Read our top tips for improving your photography and instantly become better behind the lens…
Stop and think about the composition
Sometimes we see a great scene and want to rush ahead and just snap away. While this can produce a good picture, slow down and think about the best way to achieve this and what you want the person viewing the photo to be drawn to. Think carefully what you want to be at the forefront, what the colours are like and how the subjects work together. Take the time to get the camera on the right settings to avoid getting home and realising your shot is blurry or the subject is out of focus because you rushed. Also take lots of shots. Gone are the days of film cameras where you had a limited amount of shots and had to perfect it in one, don’t feel afraid to move slightly and snap again, even the slightest tweak can make a big difference to a photograph.
Learn to shoot in Manual
A cameras auto settings are great, but when you want to get more concise and creative shots, you need to learn to show in manual. From here you can alter things such as the iso – the cameras sensitivity to light – the F-stop, which is the opening which lets light into the camera and also the shutter speed. This gives you much more control over the final look of the images you shoot.
Get close to the action
Third on our list of top tips for improving your photography is that if you feel like your photographs aren’t “popping” a really simple trick is to just get a little closer to the action. Empty or irrelevant space can often ruin a photo and detract the focus away from your main subject. Fill the frame with your main point of focus and see how your photos looks then. It is also easier (when shooting people for instance) to see details such as facial expressions when shooting closer.
Invest in other lenses
Most DSLR cameras come with a standard 18-55m lens. While this is a great starting lens for things such as landscapes, architecture and environmental portraiture it can become restrictive when it comes to more specific shots. For example, shooting interior photos you want a wide-angle lens that can fit more of the room into the photo, or for food photography, you want something like a 35mm lens that will give you a lower aperture (more blurry background.)

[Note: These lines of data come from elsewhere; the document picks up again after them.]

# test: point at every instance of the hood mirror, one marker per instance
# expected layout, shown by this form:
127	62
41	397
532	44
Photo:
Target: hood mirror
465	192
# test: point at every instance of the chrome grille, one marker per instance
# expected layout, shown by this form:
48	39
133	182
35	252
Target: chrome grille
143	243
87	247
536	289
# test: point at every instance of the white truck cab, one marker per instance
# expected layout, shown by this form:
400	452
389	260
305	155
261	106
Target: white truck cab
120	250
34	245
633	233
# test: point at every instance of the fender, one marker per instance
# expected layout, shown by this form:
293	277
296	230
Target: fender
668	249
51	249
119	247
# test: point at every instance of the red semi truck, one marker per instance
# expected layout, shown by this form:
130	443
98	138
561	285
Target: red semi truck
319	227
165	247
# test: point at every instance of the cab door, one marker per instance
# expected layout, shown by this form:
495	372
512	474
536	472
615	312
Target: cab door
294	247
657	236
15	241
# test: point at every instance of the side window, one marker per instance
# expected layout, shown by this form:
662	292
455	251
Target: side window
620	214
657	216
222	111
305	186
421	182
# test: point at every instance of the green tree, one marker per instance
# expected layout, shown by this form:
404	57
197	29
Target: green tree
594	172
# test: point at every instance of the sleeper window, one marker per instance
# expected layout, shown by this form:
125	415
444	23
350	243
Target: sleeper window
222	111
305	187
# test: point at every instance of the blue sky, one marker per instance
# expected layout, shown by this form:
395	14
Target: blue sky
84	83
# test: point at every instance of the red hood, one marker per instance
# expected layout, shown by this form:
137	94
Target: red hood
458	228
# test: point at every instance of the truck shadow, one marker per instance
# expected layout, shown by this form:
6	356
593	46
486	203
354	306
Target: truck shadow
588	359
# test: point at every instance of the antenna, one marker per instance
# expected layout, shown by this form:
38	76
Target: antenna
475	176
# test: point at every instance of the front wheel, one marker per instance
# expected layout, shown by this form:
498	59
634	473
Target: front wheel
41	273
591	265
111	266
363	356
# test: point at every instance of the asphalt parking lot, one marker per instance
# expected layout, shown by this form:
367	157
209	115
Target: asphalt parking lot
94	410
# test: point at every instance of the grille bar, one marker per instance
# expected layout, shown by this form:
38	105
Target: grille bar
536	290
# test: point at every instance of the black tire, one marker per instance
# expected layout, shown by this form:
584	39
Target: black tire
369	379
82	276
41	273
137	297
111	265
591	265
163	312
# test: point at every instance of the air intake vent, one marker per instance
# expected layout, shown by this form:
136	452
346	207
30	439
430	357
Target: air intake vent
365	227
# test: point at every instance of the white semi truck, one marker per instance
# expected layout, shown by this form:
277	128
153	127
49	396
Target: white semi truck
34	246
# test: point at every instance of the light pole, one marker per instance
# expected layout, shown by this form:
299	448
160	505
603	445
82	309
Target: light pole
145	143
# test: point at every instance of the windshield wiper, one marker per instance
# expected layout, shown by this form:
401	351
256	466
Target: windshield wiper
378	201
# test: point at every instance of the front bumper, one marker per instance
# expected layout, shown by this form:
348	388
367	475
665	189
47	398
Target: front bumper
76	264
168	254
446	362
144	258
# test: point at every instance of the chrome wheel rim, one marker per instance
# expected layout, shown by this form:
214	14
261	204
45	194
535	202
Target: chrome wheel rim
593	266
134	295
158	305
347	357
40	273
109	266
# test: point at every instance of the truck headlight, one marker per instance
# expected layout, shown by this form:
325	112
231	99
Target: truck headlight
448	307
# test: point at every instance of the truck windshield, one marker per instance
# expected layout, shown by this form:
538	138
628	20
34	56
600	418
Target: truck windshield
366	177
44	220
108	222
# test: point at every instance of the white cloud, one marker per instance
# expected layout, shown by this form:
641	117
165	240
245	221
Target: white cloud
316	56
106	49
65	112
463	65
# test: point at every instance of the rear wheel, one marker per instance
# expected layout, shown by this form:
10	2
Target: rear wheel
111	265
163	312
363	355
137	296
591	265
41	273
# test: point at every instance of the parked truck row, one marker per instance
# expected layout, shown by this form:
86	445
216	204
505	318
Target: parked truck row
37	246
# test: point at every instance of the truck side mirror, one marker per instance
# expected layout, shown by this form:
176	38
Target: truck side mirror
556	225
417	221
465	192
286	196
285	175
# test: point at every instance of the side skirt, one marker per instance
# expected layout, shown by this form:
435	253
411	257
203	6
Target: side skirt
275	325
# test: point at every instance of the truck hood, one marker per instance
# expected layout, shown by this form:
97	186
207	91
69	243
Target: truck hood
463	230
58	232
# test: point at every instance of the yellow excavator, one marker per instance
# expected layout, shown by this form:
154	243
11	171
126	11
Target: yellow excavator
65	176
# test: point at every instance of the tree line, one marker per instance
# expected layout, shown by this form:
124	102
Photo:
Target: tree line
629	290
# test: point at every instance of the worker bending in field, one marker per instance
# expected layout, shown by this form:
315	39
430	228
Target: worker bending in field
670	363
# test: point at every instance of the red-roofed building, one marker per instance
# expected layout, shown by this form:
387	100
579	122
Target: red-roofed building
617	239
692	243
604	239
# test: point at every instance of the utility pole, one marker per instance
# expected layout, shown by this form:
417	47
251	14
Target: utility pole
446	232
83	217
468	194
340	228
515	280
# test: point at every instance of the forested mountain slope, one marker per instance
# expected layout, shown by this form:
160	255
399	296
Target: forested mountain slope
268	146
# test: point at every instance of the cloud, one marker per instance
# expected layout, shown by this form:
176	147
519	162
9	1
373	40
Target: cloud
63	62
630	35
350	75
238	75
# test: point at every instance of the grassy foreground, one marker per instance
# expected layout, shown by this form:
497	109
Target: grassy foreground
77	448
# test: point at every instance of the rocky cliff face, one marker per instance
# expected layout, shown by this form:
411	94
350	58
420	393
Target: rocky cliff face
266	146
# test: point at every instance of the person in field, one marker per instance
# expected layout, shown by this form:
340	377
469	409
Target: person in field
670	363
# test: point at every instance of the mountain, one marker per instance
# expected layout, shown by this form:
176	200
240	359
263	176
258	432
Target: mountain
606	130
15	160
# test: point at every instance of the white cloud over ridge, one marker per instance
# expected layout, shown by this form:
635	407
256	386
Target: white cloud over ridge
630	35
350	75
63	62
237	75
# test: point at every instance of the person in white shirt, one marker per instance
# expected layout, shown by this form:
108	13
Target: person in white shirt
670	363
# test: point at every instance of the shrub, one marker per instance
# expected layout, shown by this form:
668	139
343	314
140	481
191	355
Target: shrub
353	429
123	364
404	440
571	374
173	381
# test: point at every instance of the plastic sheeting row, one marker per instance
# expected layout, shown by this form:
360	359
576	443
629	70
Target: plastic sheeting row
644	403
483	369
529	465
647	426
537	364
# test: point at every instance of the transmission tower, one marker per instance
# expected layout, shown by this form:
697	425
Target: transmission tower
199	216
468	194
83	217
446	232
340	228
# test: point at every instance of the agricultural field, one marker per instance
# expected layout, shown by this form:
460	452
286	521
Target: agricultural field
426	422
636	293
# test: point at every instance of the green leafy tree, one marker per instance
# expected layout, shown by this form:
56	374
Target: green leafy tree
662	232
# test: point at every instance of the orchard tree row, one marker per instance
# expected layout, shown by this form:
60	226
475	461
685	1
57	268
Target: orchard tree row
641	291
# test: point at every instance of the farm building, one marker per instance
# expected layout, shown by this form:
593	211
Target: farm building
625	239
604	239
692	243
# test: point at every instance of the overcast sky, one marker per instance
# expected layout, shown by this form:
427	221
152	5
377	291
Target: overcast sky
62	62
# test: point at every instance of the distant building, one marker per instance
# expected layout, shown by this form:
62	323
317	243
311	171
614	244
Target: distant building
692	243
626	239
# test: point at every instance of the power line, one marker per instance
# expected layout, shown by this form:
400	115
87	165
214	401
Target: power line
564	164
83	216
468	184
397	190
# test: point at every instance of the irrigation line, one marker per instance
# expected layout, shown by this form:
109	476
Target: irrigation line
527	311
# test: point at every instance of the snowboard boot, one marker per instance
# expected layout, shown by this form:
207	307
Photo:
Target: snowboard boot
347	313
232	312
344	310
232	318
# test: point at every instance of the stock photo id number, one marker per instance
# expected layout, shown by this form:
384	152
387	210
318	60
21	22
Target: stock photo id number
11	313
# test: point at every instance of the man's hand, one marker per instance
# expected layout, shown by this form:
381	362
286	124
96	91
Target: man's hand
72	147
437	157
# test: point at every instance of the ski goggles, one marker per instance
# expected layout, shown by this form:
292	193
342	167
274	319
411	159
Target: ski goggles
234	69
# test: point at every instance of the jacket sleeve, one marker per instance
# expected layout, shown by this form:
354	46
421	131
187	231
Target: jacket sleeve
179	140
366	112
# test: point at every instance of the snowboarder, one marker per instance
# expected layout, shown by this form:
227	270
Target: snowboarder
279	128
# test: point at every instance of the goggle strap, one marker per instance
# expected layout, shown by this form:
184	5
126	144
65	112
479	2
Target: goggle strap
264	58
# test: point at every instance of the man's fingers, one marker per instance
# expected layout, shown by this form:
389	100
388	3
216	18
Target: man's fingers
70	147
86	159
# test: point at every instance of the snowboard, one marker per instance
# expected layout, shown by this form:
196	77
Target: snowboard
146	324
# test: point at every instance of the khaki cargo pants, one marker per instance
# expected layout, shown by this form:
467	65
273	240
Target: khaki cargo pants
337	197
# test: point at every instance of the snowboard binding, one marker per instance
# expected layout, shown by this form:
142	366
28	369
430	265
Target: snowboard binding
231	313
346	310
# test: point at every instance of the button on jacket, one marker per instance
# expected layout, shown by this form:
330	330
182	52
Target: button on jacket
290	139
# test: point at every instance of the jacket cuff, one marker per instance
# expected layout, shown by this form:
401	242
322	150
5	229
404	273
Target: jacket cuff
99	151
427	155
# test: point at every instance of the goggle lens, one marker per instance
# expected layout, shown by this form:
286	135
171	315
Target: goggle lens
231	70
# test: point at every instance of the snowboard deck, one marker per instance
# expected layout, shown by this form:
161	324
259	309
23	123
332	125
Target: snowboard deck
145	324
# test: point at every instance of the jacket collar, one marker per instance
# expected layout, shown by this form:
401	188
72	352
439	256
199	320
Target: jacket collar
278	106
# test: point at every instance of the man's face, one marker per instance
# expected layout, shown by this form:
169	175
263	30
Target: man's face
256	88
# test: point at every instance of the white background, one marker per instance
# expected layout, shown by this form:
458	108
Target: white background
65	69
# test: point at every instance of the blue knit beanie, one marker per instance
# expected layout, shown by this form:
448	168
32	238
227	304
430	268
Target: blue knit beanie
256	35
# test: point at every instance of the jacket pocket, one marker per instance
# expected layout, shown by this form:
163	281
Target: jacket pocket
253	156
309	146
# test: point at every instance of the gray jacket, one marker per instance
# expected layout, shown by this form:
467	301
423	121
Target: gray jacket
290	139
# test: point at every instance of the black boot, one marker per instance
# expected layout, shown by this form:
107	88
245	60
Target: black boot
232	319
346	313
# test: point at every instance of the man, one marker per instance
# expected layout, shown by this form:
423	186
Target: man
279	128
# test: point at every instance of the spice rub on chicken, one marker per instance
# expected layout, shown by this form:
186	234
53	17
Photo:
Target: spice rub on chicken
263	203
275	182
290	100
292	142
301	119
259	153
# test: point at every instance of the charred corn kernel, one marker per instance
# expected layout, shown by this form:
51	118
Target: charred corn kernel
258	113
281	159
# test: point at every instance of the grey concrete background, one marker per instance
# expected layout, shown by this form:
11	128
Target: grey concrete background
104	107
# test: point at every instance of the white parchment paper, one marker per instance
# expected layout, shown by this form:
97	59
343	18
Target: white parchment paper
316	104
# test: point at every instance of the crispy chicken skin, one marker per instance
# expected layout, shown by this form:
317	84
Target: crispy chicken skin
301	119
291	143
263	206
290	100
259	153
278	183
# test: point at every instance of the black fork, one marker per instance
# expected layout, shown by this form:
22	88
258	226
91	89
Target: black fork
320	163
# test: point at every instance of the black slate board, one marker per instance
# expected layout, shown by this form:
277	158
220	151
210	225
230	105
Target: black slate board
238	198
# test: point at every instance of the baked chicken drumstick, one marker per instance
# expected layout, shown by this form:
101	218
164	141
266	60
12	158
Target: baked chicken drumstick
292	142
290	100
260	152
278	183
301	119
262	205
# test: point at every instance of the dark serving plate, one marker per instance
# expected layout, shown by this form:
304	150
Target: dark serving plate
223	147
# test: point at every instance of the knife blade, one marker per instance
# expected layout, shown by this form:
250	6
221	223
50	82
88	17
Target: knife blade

Have a camera on you at all times
Above all in our top tips for improving your photography, remember that practice makes perfect and you never know when photography inspiration will strike! Keep a camera on you at all times and you can get experience and practice in a whole host of areas and situations you might not come across when just practicing shooting at home. Be sure to head out to different places and at different times of day so you can experiment in diffferent light. It doesn’t matter if your photos don’t come out quite the way you want them, the more you practise the better they will be.